Parallel dazu wurde an einer eigenen österreichischen Fluglinie gearbeitet – nach bester österreichischer Manier dem Proporzsystem entsprechend. Auf Seite der ÖVP entstand „Air Austria“, auf Seite der SPÖ „Austrian Airways“ – abheben konnten allerdings beide nicht. Erst nach der Fusion gab es 1958 die ersten regulären Flüge der neuen Austrian Airlines – einer „überparteilichen“ Fluglinie.
Viele Bauvorhaben, noch mehr Passagiere
1960 schließlich war dieser Meilenstein der österreichischen Luftfahrtgeschichte geschafft, der Flughafen Wien-Schwechat wurde mit den politischen Spitzen der Republik feierlich eröffnet. Interessant sei an der Konstruktion vor allem das „sehr progressive Hängedach“ gewesen, sagt Historiker Stepan.
„Bei Wien ist ein Flughafen entstanden, der allen Anforderungen des Flugverkehrs unserer Zeit entspricht“, erklärte Bundespräsident Adolf Schärf bei der Eröffnung.
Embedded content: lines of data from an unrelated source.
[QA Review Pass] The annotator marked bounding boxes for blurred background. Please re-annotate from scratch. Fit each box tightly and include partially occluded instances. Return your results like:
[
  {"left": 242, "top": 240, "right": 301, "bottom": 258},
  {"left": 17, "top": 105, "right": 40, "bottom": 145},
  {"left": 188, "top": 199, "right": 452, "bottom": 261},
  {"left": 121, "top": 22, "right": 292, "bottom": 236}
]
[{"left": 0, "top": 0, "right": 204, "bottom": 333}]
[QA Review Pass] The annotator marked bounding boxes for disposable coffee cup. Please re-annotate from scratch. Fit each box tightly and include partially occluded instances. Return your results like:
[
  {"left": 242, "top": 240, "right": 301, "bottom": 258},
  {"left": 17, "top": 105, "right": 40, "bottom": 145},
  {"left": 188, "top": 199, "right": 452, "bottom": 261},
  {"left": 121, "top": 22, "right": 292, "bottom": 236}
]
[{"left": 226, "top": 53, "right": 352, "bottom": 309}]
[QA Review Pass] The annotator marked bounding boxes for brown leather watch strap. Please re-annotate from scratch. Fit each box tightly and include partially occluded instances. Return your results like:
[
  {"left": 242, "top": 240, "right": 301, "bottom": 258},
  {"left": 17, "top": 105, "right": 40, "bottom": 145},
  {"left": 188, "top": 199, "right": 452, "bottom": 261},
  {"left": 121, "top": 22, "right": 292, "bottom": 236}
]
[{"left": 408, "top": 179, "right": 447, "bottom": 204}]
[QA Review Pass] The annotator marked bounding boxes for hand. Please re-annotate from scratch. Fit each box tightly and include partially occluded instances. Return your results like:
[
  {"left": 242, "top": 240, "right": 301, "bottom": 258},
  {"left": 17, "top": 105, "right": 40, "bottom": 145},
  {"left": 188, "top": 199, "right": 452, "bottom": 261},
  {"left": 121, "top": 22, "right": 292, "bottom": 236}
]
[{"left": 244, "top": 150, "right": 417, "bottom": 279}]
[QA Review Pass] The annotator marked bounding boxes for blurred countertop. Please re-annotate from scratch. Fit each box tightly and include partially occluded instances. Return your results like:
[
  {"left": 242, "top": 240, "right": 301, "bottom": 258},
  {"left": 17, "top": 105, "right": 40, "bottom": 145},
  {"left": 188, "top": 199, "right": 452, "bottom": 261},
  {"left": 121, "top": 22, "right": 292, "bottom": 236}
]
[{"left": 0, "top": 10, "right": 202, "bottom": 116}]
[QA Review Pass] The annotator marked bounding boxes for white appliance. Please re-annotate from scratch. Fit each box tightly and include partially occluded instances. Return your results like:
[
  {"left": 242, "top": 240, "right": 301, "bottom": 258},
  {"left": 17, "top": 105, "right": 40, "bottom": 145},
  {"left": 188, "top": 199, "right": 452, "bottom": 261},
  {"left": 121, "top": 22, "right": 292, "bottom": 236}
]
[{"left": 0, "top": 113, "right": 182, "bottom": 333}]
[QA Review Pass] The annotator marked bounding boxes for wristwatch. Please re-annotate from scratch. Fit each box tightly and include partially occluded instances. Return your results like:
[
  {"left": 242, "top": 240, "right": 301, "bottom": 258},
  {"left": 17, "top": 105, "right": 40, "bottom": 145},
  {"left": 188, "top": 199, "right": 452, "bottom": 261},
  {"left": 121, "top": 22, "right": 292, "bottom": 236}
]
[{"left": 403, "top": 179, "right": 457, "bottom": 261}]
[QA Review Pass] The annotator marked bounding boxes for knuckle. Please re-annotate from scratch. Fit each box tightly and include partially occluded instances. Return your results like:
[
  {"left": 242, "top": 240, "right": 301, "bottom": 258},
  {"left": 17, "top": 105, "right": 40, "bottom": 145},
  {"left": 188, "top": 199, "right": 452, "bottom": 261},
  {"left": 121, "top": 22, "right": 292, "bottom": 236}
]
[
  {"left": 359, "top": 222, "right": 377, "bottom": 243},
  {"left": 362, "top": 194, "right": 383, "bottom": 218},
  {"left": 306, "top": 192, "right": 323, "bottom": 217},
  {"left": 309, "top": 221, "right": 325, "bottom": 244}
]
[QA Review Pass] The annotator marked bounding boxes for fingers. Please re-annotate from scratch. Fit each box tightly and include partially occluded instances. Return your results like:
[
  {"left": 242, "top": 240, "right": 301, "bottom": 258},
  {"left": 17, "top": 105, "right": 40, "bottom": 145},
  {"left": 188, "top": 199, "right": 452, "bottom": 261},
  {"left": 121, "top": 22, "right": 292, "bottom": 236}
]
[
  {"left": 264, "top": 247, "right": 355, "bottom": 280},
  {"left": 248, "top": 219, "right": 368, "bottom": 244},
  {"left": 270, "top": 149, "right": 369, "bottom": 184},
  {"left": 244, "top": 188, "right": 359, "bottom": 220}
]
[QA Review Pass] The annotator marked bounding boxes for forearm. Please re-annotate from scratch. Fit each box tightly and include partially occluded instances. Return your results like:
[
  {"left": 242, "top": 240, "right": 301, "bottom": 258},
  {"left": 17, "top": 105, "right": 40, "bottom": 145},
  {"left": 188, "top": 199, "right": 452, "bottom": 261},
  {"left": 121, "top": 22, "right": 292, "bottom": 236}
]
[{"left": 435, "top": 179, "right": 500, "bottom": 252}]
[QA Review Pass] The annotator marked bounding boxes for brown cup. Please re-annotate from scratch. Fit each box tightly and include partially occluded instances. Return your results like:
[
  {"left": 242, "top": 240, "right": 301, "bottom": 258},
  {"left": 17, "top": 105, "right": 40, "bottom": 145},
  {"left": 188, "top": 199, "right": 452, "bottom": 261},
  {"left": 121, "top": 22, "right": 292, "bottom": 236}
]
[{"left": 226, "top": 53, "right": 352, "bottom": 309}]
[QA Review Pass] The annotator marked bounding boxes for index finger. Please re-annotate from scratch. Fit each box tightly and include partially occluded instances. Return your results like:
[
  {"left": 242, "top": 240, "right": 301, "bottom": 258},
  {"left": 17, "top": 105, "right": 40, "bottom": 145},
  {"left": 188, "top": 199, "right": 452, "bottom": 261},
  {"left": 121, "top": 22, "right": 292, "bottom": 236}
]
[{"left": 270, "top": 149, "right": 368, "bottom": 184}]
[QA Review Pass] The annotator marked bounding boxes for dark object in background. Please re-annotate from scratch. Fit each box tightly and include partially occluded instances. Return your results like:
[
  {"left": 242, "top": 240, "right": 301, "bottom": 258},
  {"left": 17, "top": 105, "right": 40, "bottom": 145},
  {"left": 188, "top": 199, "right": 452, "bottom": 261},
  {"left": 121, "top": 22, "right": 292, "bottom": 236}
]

Die neue Einrichtung sichere nicht nur der Bundeshauptstadt, sondern der ganzen Republik ihre Stellung im zwischenstaatlichen Luftverkehr. „Möge der neue Flughafen in Frieden seiner Aufgabe dienen, ein Tor Österreichs zur Welt zu sein.“
Bald schon wurde dieses „Tor zur Welt“ allerdings zu klein. Die Passagierzahlen waren in den Jahren des wirtschaftlichen Aufschwungs rasant angestiegen. Gut 300.000 Fluggäste gab es bereits 1959, 25 Jahre später sollten es schon zwei Millionen sein.
Deshalb kamen noch im Verlauf der 1960er Jahre die ersten Zubauten, und auch die Planungen für eine zweite Piste wurden gestartet. Sie wurde 1977 in Betrieb genommen – unter heftigen Protesten von Anrainerinnen und Umweltschützern, wie Alfred Komarek in seinem Buch berichtet.
Der Traum vom Fliegen im Jahr 1958
Eine Dokumentation aus der Zeit kurz nach dem Staatsvertrag zeigt, wie eine Flugreise damals typischerweise ablief und wie es um die Luftfahrt in Österreich bestellt war.
Blüte der Luftfahrt, aber ohne Aspern
Dieses Jahr gab aber nicht nur einen Vorgeschmack auf das, was rund um die geplante dritte Piste noch kommen sollte, sondern beendete auch gleichzeitig ein anderes wichtiges Kapitel der österreichischen Luftfahrtgeschichte: jenes in Aspern. Nach dem Krieg vor allem als Sportflughafen genutzt, hatte die Einrichtung über die Jahrzehnte immer mehr an Bedeutung verloren. Im Jahr 1977 übersiedelten die Sportflugzeuge nach Bad Vöslau. Der dortige Flughafen gehört nach wie vor zu jenem in Schwechat.
Für Passagiere war hingegen Schwechat nun das Maß aller Dinge. In einem kleinen Land war es das Tor zur großen Welt. Hier starteten und endeten nicht nur Urlaubs- und Geschäftsreisen, hier wurden auch Staatsgäste empfangen. Und es diente als starkes Symbol für die wirtschaftliche und politische Erfolgsgeschichte, die die Zweite Republik in den wenigen Jahrzehnten seit der NS-Diktatur hingelegt hatte.